Tool Name: doc_parser

Parameters

url
string
required
Path to the document to parse. Can be:
  • Local file path: "/path/to/document.pdf"
  • HTTP(S) URL: "https://example.com/paper.pdf"

Parameter Schema

{
  "type": "object",
  "properties": {
    "url": {
      "description": "待解析的文件的路径,可以是一个本地路径或可下载的http(s)链接",
      "type": "string"
    }
  },
  "required": ["url"]
}

Configuration

max_ref_token
int
default:4000
Maximum total tokens for all chunks. If the document is smaller, it’s returned as a single chunk.
parser_page_size
int
default:500
Target size (in tokens) for each chunk. The chunking algorithm aims for this size but may vary.
path
string
Storage path for cached parsed documents. Defaults to $DEFAULT_WORKSPACE/tools/doc_parser.

Return Format

The tool returns a dictionary with the following structure:
{
  "url": "path/to/document.pdf",
  "title": "Document Title",
  "raw": [
    {
      "content": "[page: 1]\nFirst chunk content here...",
      "token": 234,
      "metadata": {
        "source": "path/to/document.pdf",
        "title": "Document Title",
        "chunk_id": 0
      }
    },
    {
      "content": "[page: 1]\nSecond chunk content...",
      "token": 456,
      "metadata": {
        "source": "path/to/document.pdf",
        "title": "Document Title",
        "chunk_id": 1
      }
    }
  ]
}

Chunk Structure

content
string
The text content of the chunk, including page markers like [page: 1].
token
int
Number of tokens in this chunk.
metadata
object
Metadata about the chunk:
  • source: Original file path or URL
  • title: Document title (extracted from first page or filename)
  • chunk_id: Sequential chunk identifier (0-indexed)

Usage

Basic Parsing

from qwen_agent.tools import DocParser
import json

# Initialize the parser
parser = DocParser()

# Parse a document
result = parser.call(params=json.dumps({'url': 'document.pdf'}))

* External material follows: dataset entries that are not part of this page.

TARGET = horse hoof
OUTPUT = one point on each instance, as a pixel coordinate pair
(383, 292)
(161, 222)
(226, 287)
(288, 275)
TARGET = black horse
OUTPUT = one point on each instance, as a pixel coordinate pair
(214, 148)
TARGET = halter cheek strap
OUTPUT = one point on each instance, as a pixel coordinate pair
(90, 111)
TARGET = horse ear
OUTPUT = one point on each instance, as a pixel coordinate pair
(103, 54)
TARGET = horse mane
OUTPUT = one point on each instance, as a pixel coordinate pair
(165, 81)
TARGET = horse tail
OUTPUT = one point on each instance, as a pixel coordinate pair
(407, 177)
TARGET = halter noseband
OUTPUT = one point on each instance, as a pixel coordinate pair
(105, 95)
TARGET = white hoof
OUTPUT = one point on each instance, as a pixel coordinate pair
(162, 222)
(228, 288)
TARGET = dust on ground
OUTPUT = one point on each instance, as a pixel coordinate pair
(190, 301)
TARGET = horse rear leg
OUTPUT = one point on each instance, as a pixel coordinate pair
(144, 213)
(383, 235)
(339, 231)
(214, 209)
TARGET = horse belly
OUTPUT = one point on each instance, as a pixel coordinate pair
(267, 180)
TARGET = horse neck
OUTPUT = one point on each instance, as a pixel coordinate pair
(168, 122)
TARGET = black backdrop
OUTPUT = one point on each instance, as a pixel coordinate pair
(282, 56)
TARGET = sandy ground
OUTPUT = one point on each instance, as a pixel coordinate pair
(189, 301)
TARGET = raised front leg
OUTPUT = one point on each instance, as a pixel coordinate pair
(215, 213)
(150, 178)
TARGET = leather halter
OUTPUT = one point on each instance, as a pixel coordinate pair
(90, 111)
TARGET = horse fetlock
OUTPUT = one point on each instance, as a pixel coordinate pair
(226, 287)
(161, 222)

print(f"Title: {result['title']}")
print(f"Number of chunks: {len(result['raw'])}")
for chunk in result['raw']:
    print(f"Chunk {chunk['metadata']['chunk_id']}: {chunk['token']} tokens")

With Custom Chunk Size

parser = DocParser(cfg={
    'parser_page_size': 1000,  # Larger chunks
    'max_ref_token': 8000
})

result = parser.call(params=json.dumps({'url': 'large_document.pdf'}))

Parsing Remote Documents

result = parser.call(params=json.dumps({
    'url': 'https://arxiv.org/pdf/1706.03762.pdf'
}))

print(f"Parsed: {result['title']}")
print(f"Chunks: {len(result['raw'])}")

Accessing Chunk Content

result = parser.call(params=json.dumps({'url': 'report.pdf'}))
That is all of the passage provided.